As described above, a NAND type memory cell has been developed in order to reduce the memory cell area. However, since there is a bit line contact, a select transistor, etc., the cell area is sufficiently reduced. There is a problem that it cannot be reduced. Furthermore, NOR type, NAN
There is also a problem in that the number of steps including mask alignment increases because a step of separating the floating gate for each memory cell is required for both the D type. The present invention eliminates the above drawbacks,
An object of the present invention is to provide a method for manufacturing a non-volatile semiconductor memory device which realizes a high density memory cell by a simple manufacturing process.

[0006]

In order to achieve the above object, in the present invention, as a first means, a first semiconductor substrate is used.
A step of forming a plurality of semiconductor prisms adjacent to each other by laminating conductive layers in the order of a first conductivity type, a second conductivity type, and a first conductivity type on a conductivity type semiconductor region; Forming a separate first conductive film on the side wall of the conductive type conductive layer region via the first insulating film; and forming a second conductive film on the side wall via the second insulating film. , A step of connecting the second conductive film between a plurality of adjacent semiconductor prisms, a step of embedding a planarization insulating film between the semiconductor prisms, and a step of connecting the first conductive type conductive layer above the semiconductor prisms. A method for manufacturing a non-volatile semiconductor memory device, comprising the step of forming a wiring layer.
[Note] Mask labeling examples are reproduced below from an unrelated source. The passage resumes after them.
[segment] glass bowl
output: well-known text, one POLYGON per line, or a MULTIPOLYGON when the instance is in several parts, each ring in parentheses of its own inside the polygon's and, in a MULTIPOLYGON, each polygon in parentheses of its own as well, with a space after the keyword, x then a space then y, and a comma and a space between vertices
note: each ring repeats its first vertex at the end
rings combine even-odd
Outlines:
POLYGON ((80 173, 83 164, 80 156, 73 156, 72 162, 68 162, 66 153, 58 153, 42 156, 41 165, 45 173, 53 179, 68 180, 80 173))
As a second means, a step of forming an insulating film for element isolation on a semiconductor region of the first conductivity type of a semiconductor substrate and forming openings adjacent to each other and reaching the semiconductor region, and (a) semiconductor A step of forming a plurality of semiconductor prisms adjacent to each other by laminating conductive layers in the order of a first conductivity type, a second conductivity type, and a first conductivity type that are directly or indirectly connected to a region, and (b) Forming independent first conductive films on the sidewalls of the second conductive type conductive layer region of the semiconductor prism through the first insulating film; and (c) forming a plurality of first conductive films on the sidewalls of the first conductive films. A step of forming a second conductive film via the second insulating film and connecting the second conductive film between a plurality of adjacent semiconductor prisms; and (d) embedding a planarizing insulating film between the semiconductor prisms. And (a), (b),
A step of forming a wiring layer connected to the first conductive type conductive layer of the uppermost semiconductor prism, after repeating the steps (c) and (d) a plurality of times in sequence. A method for manufacturing a semiconductor memory device is provided.

[0008]

When the first means provided by the present invention is used, the first conductive film formed on the side wall of the semiconductor prism is used as a floating gate, and the second conductive film formed around the floating gate is controlled. Acts as a gate. Since the floating gate is formed on the side wall of the semiconductor prism, the step of cutting off the floating gate for each cell by mask alignment is not necessary, and can be so-called self-aligned. Further, the gap between the semiconductor prisms is narrowed due to the film thickness of the floating gate. Therefore, when the second conductive film is formed on the sidewall of the floating gate via the second insulating film, the adjacent semiconductor prisms are exposed to each other. The two conductive films are connected. As a result, the word line-shaped control gates connected between the semiconductor prisms adjacent to each other can be naturally formed, so to speak, self-aligned. Therefore, it is possible to provide a method of manufacturing a nonvolatile semiconductor memory device in which both the floating gate and the control gate are formed by self-alignment by a simple manufacturing process.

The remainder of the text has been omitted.